Per l’Istituto l’anno passato circa 1 milione di famiglie hanno avuto una diminuzione od un annullamento del Reddito o della Pensione di Cittadinanza rispetto al 2022, in particolare nel 2023 i nuclei beneficiari delle due misure sono poco più di un milione, il 20% in meno rispetto al 2022. Decisamente maggiore è stato l’impatto dell’Assegno unico e universale per i figli a carico fino a 21 anni incassato dal 92,3% delle famiglie, per un importo medio di 2.947 euro – circa 245 euro mensili.
di Antonio Baldari
Il rischio di povertà per le famiglie italiane è diminuito di 1,2 punti, dal 20 per cento al 18,8 per cento. È questo il risultato essenziale che emerge dal rapporto Istat sulla redistribuzione del reddito in Italia, generata dalle politiche adottate nel 2023 e quindi dall’attuale Governo centrale romano, leggermente diminuendo le disuguaglianze che sono passate, considerando l’indice di Gini, dal 31,9% al 31,7%, in calo di 0,2 punti percentuali: il merito è da ascriversi all’Assegno unico e universale ed al taglio del cuneo contributivo a vantaggio dei dipendenti, nessun beneficio, invece, sui due indicatori dalle modifiche al Reddito di cittadinanza (Rdc) introdotte dal governo Meloni, che ha prodotto per circa 1 milione di famiglie una diminuzione o l’annullamento del sussidio rispetto al 2022.
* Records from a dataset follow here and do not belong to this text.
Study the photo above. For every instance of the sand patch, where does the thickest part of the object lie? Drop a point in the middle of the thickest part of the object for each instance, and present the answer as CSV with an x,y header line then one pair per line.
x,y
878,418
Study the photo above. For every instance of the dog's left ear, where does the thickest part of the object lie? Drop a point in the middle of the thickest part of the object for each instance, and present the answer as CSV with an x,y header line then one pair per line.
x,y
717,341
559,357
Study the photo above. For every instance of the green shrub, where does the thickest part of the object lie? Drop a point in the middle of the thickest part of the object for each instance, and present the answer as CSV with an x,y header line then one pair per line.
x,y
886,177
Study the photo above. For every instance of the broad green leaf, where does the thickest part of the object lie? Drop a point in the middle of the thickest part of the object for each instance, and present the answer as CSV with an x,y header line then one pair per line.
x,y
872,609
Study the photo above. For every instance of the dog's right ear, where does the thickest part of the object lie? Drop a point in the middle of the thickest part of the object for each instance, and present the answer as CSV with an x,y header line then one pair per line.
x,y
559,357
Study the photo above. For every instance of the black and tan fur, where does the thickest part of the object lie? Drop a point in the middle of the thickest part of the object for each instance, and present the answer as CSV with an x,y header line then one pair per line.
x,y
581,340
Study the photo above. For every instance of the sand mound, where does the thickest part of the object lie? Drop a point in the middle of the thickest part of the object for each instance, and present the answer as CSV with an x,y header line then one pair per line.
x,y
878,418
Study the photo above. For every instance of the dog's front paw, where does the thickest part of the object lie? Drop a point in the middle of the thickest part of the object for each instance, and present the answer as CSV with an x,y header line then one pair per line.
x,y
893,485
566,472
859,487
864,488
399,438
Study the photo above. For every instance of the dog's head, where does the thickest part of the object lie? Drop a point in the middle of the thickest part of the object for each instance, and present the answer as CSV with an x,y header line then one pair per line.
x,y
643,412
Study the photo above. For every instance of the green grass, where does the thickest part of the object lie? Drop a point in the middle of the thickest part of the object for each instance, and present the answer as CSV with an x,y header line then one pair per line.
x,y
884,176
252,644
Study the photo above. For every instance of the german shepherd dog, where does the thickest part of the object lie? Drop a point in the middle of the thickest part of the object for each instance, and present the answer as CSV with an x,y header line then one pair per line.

Analizzando il Reddito di cittadinanza, la platea che era considerata “occupabile” lo scorso anno durava 7 mesi, in previsione della cancellazione operativa nell’anno in corso; per l’Istat l’anno passato circa 1 milione di famiglie hanno avuto una diminuzione od un annullamento del Reddito o della Pensione di Cittadinanza rispetto al 2022, in particolare nel 2023 i nuclei beneficiari delle due misure sono poco più di un milione, il 20% in meno rispetto al 2022.
Anzitutto, la riduzione della platea è dovuta alle famiglie che, vedendo migliorare le proprie condizioni economiche, senza una contestuale rivalutazione dei requisiti Isee per accedere al beneficio, non possiedono più i requisiti reddituali per accedere al sussidio; altra motivazione inerisce il calo nell’adesione alla prestazione legato probabilmente all’imminente cessazione della misura che è diventata meno appetibile nel 2023; si è altresì registrata una diminuzione nei mesi di fruizione per i nuclei familiari con membri occupabili allo scadere del settimo mese di fruizione.
In ultima analisi la perdita in media ammonta a 1.663 euro, pari a circa 138 euro mensili, e riguarda quasi esclusivamente le famiglie che si collocano nel quinto più povero della distribuzione dei redditi, da notare, peraltro, che il Rdc non è un sussidio rivalutabile annualmente in base all’inflazione, ma ha un importo fisso; l’impatto delle modifiche al Rdc è valutato in un incremento di 0,2 punti percentuali dell’Indice di Gini, dunque ha avuto un impatto sulla crescita delle disuguaglianze, mentre è neutro l’impatto sulla riduzione della povertà.
A questo proposito va ricordato che dal 1° settembre 2023, i percettori del Rdc che perdevano il diritto al sussidio potevano fare richiesta del Supporto per la formazione e il lavoro, misura rivolta a individui tra 18 e 59 anni senza carichi di cura e con Isee inferiore a 6mila euro; nel predetto studio l’Istat stima che le famiglie con almeno un richiedente siano circa 100mila, tutte appartenenti al quinto più povero, che beneficerebbero, in media, di 750 euro: si tratta di un dato sovrastimato, considerando che a fine gennaio 70mila domande sono state accolte dall’Inps e solo 27mila hanno avuto l’indennità pagata, ricevendo 350 euro di importo mensile.
Decisamente maggiore è stato l’impatto, sia in termini di diminuzione della povertà che delle disuguaglianze, dell’Assegno unico e universale per i figli a carico fino a 21 anni incassato dal 92,3% delle famiglie, per un importo medio di 2.947 euro – circa 245 euro mensili – nel 2023 sono intervenute alcune modifiche come l’aggiornamento automatico al costo della vita di soglie e importi, e l’Assegno è aumentato in media di 719 euro annui, circa 60 euro mensili.